Listening to the Swedish band The Amazing is akin to taking a trip back into the mid-80s. That was an era when groups such as the Church, the Mighty Lemon Drops, the Cocteau Twins and others popularized a style that floated on a bed of intertwining guitars, breathy vocals and wistful soundscapes. Earlier touchstones are 60s era Pink Floyd and the early Moody Blues whose trippy sounds fell between space rock, psychedelic pop, trance and shoe gaze.

The Amazing has been perfecting this approach through two previous full length releases with the often languorous but never boring Picture You the result. Frontman Christoffer Gunrup’s gauzy vocals effortlessly reflect the music, even if his voice and words are secondary to the overall sonic experience. They become just another ingredient in the overall vibe, but with titles such as “Circles,” The Headless Boy” and “Captured Light” it seems there are interesting concepts to explore.

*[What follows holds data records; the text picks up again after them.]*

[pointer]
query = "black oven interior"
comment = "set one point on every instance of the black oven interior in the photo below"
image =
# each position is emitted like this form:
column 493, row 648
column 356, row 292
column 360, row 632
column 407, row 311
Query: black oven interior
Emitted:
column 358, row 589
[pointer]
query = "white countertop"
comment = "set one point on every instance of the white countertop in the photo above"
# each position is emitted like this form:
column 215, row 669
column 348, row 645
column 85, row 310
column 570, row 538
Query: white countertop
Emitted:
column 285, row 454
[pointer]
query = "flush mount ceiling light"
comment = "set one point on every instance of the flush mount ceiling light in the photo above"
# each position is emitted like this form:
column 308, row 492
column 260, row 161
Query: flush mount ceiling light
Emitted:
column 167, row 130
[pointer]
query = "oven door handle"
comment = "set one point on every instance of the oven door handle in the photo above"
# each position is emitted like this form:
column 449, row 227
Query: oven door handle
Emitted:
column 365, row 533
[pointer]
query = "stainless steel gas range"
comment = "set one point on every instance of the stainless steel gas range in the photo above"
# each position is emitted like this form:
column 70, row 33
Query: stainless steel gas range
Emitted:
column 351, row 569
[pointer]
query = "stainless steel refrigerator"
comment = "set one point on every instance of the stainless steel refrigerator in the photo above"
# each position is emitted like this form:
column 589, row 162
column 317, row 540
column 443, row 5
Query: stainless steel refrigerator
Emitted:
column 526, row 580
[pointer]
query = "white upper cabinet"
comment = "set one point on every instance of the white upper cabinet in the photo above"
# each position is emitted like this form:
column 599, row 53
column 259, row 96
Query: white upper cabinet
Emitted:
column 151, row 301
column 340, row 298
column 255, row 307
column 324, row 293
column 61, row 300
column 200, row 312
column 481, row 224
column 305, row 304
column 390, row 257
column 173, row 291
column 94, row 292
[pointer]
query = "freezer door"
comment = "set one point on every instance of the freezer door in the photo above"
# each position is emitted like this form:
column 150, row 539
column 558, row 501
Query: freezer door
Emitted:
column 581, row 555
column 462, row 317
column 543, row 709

Don’t expect help with that though. The package is the epitome of stark with no printed song lyrics, pictures of the members, or even a listing of who they are, let alone what they play. That just adds to the mystery of the group whose layered swirl of often overdubbed acoustic and electric guitars, keyboards, pensive harmonies and surprisingly jazzy percussion wrap around each other like the strands of a tapestry. There are elements of Future Games era Fleetwood Mac and David Crosby’s first solo release in the way the songs seem to emerge out of free form jams. That’s certainly true of “Fryshusfunk,” arguably the disc’s most potent track, that gradually shifts from dreamy to a full blown prog/metal freak-out, somewhat like old King Crimson meets Black Sabbath, over its nearly 8 minutes.

This is less a collection of songs than an album created to be experienced in its entirety– all 64 minutes of it– to fully appreciate what The Amazing has accomplished. It’s beautiful, intense, occasionally relaxing but most of all challenging music that borrows from a myriad of influences and never feels derivative. It could have been made any time in the past 40 years and will likely be just as powerful in 40 more.